A rare case of pure N4-acetyl-sulfamethoxazole nephrolithiasis associated with trimethoprim-sulfamethoxazole treatment of pulmonary nocardiosis.

Trimethoprim-Sulfamethoxazole is a commonly used antibiotic for treatment of urinary tract infections, but also used to treat less common conditions such as pulmonary nocardiosis. N4-acetyl-sulfamethoxazole is the main active metabolite of Sulfamethoxazole. Pure stones of this compound are very rare with only a few cases documented in the literature. Here we present a case of a patient treated with long term trimethoprim-sulfamethoxazole therapy for pulmonary nocardiosis who developed pure N4-acetyl-sulfamethoxazole nephrolithiasis resulting in upper tract obstruction. This report provides an additional data point for this unique calculus etiology.

Introduction

Trimethoprim-sulfamethoxazole, or Bactrim, is a commonly used antibiotic for treatment of urinary tract infections. It is also commonly used to treat Nocardia infections. Less common are reports of nephrolithiasis consisting purely of N4-acetyl-sulfamethoxazole, the primary metabolite of trimethoprim-sulfamethoxazole. This is a case of a patient with a past medical history of Mantle Cell Lymphoma and T-cell Leukemia on Bactrim therapy for pulmonary nocardiosis who developed several pure N4-acetyl-sulfamethoxazole renal calculi causing right sided ureteral obstruction.

Case presentation

The patient is a 70-year-old male with a past medical history of Mantle Cell Lymphoma and T-cell Leukemia who had previously undergone bone marrow transplant. He later developed pulmonary nocardiosis for which he was started on trimethoprim-sulfamethoxazole (TMP-SMX) 800-160 mg, three pills, three times daily over a course of 6 months by his infectious disease specialist. He then presented to the emergency room with confusion following an unwitnessed fall at home. He had no prior history of nephrolithiasis, but during his hospitalization he developed renal colic with concurrent renal insufficiency.

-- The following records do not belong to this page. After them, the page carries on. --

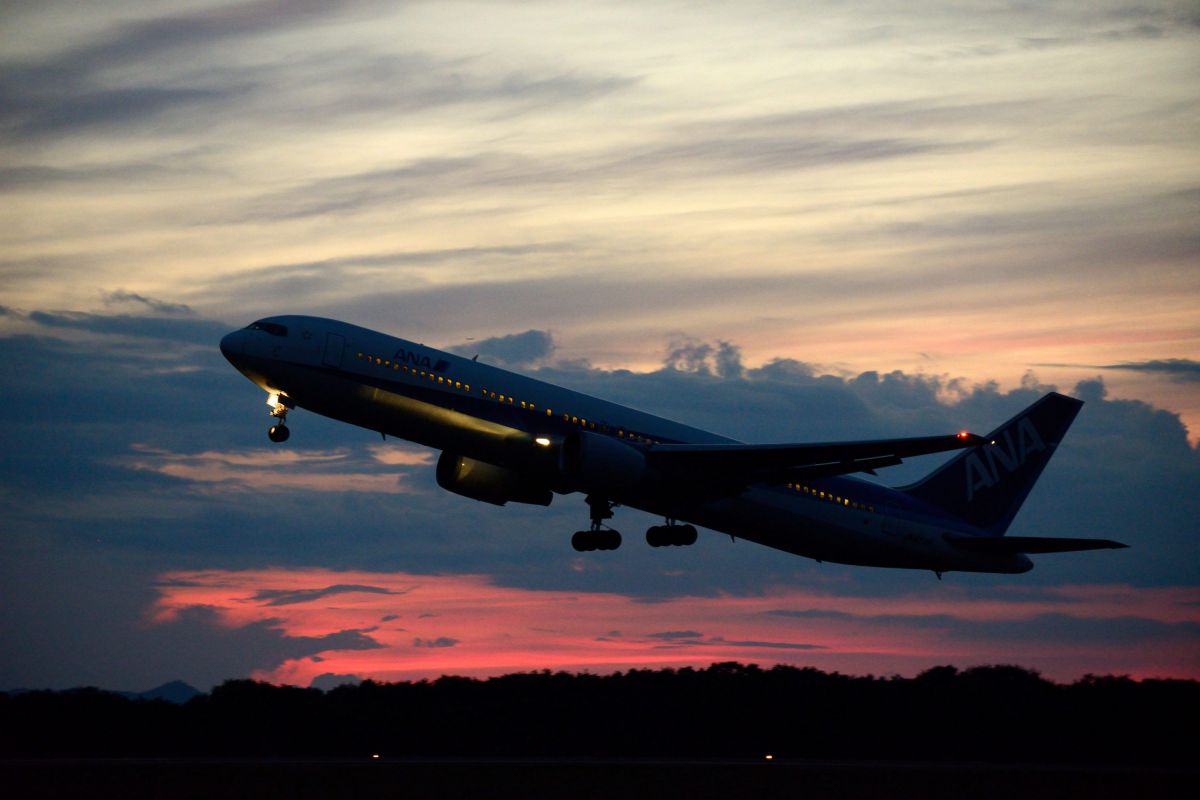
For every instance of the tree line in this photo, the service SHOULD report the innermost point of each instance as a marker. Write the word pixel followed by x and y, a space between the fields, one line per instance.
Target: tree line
pixel 984 714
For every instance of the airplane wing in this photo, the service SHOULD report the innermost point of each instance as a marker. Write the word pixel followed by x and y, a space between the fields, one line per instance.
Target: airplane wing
pixel 1031 543
pixel 796 462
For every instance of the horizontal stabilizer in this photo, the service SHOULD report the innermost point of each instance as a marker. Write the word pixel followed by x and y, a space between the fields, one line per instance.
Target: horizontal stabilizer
pixel 1031 543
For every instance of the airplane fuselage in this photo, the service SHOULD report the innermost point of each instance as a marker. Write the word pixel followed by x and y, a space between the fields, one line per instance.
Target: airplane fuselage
pixel 498 417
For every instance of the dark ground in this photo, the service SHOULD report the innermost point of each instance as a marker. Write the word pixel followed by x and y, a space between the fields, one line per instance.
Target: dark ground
pixel 580 780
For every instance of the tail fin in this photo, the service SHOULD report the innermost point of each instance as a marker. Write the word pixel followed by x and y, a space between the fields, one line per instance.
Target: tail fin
pixel 985 486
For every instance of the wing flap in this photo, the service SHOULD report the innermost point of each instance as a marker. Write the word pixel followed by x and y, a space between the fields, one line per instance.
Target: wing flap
pixel 750 463
pixel 1031 543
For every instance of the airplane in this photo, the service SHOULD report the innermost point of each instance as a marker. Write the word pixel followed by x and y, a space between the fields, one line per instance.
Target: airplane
pixel 509 438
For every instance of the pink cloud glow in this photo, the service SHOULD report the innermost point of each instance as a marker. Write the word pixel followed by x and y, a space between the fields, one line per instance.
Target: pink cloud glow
pixel 463 624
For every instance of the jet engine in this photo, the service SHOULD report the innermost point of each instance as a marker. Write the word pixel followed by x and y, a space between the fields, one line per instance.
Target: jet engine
pixel 479 480
pixel 603 464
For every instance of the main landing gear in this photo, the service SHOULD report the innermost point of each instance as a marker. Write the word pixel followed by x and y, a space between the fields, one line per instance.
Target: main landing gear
pixel 671 535
pixel 279 410
pixel 599 539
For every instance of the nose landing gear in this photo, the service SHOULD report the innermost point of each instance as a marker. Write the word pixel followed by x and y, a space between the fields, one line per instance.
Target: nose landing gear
pixel 597 539
pixel 280 409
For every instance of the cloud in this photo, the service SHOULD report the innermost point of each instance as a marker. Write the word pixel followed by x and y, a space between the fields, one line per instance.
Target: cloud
pixel 1182 370
pixel 193 331
pixel 121 296
pixel 676 635
pixel 329 680
pixel 292 596
pixel 268 470
pixel 511 350
pixel 441 642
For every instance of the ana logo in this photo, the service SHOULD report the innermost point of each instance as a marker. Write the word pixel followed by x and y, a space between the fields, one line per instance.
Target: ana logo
pixel 1003 457
pixel 418 360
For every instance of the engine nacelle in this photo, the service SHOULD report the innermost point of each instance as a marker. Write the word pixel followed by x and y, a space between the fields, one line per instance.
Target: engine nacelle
pixel 479 480
pixel 604 465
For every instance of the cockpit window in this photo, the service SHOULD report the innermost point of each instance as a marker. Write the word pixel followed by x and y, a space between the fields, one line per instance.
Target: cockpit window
pixel 274 329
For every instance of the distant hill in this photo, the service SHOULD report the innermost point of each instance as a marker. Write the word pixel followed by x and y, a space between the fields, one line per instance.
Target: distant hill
pixel 997 714
pixel 175 691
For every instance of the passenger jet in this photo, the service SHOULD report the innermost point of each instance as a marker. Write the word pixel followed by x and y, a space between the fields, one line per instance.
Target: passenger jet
pixel 507 438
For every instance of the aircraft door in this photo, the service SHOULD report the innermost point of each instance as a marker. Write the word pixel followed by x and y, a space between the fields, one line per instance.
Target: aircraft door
pixel 334 346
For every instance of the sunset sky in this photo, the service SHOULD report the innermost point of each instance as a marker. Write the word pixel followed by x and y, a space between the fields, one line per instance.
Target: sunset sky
pixel 778 221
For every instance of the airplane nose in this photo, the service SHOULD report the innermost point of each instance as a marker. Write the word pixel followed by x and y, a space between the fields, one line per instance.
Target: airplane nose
pixel 233 344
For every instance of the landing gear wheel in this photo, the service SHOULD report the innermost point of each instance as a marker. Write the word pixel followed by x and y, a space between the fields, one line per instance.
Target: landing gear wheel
pixel 595 540
pixel 671 535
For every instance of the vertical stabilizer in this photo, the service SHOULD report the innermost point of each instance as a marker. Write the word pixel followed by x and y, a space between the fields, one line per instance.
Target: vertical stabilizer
pixel 985 486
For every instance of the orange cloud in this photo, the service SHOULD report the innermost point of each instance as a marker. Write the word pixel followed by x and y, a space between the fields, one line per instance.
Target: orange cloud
pixel 463 624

He underwent non-contrast CT scan of the abdomen and pelvis demonstrating an obstructing proximal right ureteral calculus as well as several small, non-obstructing right renal calculi [Fig. 1]. The CT scan demonstrated 70 Hounsefield units at its maximum. Due to persistent pain and renal insufficiency, the patient required cystoscopy with placement of ureteral stent followed by interval ureteroscopy. During this ureteroscopy, several small, soft and dark-orange colored calculi were seen in the proximal ureter. These were removed with laser lithotripsy and basket retrieval which was somewhat difficult given a large amount of blood clot. There also appeared to be stone eroding into the wall of the ureter, which was very friable. The patient had a double-J ureteral stent placed, and was discharged home. Stone analysis showed 100% N4-acetyl-sulfamethoxazole.

Fig. 1

Preoperative imaging. A) Cross sectional and B) coronal non-contrast CT scan of abdomen and pelvis. Obstructing proximal right ureteral calculus as well as several small, non-obstructing right renal calculi.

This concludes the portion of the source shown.